Tuesday, October 5, 2010

Another

So, recently I posted a blog about all being good at the end of the day...wish that was how I felt about this day but it's not. Today was a day better forgotten.
I went to sleep sick last night and so I was still sick this morning. Hacking up my lungs, headache, body aches, the works.  It was a very work intensive day on top of that, wore me out.   Grumpy bosses that demand things their way but that seems to change, as it did again today. Leaves me frustrated and sometimes confused as to just how I will ever please them. I'm thinking it's just not possible at this point.

All of my frustration at work today encompassed several aspects of the job and left me with a lot to think about tonight.  I know I am far from perfect, but I feel as if I am expected to be just that, perfect.   Instead I am human. That's all I can be.  I can try hard, and I usually succeed at what I do, but there are days, like today, where not everything goes as planned.  It was one of those days I should have stayed in bed, but knew I couldn't do that.
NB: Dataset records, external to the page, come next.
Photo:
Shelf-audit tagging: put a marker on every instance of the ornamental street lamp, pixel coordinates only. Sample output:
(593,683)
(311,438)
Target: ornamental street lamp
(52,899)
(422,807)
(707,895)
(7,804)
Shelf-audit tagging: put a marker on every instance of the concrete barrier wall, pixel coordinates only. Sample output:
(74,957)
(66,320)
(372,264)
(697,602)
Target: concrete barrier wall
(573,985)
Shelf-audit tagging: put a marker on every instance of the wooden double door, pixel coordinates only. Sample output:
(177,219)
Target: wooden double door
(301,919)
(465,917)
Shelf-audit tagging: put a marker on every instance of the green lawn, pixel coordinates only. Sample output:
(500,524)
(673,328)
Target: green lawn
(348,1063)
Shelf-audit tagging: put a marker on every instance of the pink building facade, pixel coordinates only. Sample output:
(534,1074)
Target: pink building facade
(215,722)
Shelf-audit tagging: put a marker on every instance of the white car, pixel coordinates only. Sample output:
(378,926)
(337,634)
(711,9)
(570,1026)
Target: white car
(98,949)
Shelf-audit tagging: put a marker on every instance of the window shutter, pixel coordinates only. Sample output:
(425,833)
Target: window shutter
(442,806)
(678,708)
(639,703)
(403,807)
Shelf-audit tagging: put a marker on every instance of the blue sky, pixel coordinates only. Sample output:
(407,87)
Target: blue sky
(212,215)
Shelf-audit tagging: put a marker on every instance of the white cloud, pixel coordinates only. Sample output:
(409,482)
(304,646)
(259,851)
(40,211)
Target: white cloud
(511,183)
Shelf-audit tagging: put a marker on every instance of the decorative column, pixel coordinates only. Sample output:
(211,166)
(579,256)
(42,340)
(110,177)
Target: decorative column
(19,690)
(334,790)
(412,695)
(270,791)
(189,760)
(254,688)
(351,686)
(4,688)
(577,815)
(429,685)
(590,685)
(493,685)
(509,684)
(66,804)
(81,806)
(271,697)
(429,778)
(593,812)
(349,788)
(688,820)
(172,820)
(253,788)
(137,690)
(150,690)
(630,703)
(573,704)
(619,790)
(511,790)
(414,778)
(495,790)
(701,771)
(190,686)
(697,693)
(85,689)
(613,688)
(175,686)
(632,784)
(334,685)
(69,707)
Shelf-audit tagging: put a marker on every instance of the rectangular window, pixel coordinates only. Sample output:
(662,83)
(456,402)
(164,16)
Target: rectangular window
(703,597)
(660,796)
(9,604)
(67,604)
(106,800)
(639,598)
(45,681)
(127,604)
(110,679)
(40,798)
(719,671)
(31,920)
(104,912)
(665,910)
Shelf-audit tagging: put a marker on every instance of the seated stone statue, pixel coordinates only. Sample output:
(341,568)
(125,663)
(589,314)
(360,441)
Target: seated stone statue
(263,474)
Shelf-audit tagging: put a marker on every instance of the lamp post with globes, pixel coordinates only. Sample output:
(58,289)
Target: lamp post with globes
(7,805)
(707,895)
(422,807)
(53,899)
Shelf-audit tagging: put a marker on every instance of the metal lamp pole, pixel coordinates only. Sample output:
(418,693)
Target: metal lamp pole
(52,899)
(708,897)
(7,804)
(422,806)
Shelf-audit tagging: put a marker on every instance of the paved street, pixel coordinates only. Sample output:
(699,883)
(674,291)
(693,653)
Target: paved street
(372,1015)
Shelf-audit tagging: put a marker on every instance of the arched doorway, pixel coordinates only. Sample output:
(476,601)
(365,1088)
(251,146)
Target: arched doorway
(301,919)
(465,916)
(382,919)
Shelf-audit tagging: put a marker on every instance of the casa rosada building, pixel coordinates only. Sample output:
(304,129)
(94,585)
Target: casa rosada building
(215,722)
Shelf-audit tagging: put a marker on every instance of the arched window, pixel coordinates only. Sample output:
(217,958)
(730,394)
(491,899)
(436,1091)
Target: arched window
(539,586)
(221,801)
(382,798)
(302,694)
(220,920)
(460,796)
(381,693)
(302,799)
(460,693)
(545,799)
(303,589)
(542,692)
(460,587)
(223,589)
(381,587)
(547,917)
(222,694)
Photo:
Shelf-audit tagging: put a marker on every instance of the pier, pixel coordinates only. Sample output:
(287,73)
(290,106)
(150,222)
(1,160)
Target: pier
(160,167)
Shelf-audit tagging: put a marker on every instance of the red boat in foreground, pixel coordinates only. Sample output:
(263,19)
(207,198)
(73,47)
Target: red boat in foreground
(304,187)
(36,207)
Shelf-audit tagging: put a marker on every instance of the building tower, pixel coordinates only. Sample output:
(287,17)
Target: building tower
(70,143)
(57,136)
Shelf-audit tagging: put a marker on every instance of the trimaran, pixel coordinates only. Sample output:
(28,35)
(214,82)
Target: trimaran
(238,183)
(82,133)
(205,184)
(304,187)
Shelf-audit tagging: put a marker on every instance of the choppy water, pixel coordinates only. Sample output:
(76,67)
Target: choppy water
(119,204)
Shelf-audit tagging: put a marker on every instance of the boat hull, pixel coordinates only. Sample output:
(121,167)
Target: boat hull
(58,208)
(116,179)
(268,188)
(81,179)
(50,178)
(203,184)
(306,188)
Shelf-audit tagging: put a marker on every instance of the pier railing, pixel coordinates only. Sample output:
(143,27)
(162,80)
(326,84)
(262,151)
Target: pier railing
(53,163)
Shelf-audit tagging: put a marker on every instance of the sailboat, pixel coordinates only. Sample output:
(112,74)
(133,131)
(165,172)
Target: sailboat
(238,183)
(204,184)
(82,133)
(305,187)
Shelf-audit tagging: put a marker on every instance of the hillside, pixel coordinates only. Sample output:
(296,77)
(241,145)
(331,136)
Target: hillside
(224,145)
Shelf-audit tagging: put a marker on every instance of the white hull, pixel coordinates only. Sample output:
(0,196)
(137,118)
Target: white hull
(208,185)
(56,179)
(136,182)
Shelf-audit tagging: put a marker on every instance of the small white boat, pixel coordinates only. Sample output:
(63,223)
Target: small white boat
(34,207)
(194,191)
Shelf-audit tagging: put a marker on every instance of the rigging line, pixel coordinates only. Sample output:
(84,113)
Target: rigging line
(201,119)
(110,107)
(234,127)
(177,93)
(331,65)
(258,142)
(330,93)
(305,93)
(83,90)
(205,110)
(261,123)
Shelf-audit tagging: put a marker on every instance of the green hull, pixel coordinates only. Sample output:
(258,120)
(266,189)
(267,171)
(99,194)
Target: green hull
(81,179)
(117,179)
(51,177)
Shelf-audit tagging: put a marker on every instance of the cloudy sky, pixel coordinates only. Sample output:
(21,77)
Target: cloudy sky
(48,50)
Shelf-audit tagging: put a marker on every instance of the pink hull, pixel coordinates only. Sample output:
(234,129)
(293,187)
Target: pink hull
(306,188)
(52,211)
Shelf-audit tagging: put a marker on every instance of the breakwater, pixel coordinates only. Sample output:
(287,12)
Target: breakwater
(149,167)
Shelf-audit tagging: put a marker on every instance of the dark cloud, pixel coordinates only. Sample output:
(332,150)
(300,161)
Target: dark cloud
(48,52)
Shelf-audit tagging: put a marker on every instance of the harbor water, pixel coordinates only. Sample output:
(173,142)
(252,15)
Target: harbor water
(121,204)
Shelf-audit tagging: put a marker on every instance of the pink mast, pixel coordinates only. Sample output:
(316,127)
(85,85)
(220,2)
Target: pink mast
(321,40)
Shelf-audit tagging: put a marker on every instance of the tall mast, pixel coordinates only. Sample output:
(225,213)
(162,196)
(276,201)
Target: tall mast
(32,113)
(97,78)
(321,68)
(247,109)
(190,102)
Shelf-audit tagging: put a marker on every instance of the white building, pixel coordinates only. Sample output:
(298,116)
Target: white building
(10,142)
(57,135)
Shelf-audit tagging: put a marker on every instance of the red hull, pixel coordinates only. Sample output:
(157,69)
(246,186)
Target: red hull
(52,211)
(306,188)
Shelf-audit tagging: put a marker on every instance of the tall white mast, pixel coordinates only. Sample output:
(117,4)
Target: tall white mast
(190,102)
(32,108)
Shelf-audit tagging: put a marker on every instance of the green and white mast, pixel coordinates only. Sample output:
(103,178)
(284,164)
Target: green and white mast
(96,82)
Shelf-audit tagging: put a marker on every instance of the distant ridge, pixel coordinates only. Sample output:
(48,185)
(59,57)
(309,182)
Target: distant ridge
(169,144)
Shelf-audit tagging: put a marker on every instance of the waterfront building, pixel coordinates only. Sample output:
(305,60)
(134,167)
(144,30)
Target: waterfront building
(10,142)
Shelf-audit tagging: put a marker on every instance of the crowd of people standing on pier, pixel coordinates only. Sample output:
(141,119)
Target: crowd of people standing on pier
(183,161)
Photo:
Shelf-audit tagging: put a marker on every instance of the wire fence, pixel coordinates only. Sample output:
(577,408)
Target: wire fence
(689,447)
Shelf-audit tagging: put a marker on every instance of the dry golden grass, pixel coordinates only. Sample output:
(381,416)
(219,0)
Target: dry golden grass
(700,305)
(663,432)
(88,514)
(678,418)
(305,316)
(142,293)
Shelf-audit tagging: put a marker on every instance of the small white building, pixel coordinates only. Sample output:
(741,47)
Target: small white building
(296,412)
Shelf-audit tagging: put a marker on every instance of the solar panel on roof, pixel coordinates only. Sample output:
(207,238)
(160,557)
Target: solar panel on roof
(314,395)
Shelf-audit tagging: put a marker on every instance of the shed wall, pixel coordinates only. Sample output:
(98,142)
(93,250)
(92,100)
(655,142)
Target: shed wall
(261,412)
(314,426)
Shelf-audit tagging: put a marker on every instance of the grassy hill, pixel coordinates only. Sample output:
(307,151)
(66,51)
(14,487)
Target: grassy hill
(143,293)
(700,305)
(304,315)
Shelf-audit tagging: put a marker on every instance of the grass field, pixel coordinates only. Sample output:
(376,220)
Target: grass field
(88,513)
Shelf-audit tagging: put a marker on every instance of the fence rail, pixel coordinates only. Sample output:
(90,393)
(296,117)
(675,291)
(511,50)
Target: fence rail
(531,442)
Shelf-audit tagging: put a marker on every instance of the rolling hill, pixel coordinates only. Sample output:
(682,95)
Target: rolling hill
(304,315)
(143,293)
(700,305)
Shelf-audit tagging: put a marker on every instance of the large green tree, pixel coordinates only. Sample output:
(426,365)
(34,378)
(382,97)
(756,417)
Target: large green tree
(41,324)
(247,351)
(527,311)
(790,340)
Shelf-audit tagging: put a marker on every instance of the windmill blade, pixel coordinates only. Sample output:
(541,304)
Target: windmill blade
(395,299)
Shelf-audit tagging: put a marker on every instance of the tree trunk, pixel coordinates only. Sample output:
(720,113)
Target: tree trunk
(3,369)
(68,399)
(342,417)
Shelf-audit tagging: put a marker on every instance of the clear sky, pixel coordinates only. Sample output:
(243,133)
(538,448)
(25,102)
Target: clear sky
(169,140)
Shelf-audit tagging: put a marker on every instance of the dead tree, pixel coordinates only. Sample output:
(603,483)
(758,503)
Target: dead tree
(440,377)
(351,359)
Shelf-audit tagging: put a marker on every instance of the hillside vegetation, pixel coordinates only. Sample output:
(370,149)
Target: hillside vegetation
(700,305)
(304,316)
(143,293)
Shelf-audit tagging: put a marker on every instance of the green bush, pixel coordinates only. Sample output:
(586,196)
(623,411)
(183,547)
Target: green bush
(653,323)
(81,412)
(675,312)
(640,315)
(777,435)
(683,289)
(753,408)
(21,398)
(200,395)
Really though, this is all along the same thread, people, my relationships with them and the way they do the things they do.  I'm too tired to dive into this in too much detail tonight, so I won't be doing that here.

I guess all I can hope for is a better day tomorrow. Less frustrations, and me feeling more healthy than I did today. It wasn't fun and I'm exhausted from it all. 

My good note for the day was going to A's house tonight to visit for a few.  He and B were home and I was glad to see them again.  Was pretty much the main good thing that happened today.   S sent me a new pick of my granddaughter and I love that.  The rest of the day was forgettable, so that is what I'm going to try to do, forget it.  Learn what I can from it, and forget the rest. And hope for a better day tomorrow. We'll see what happens.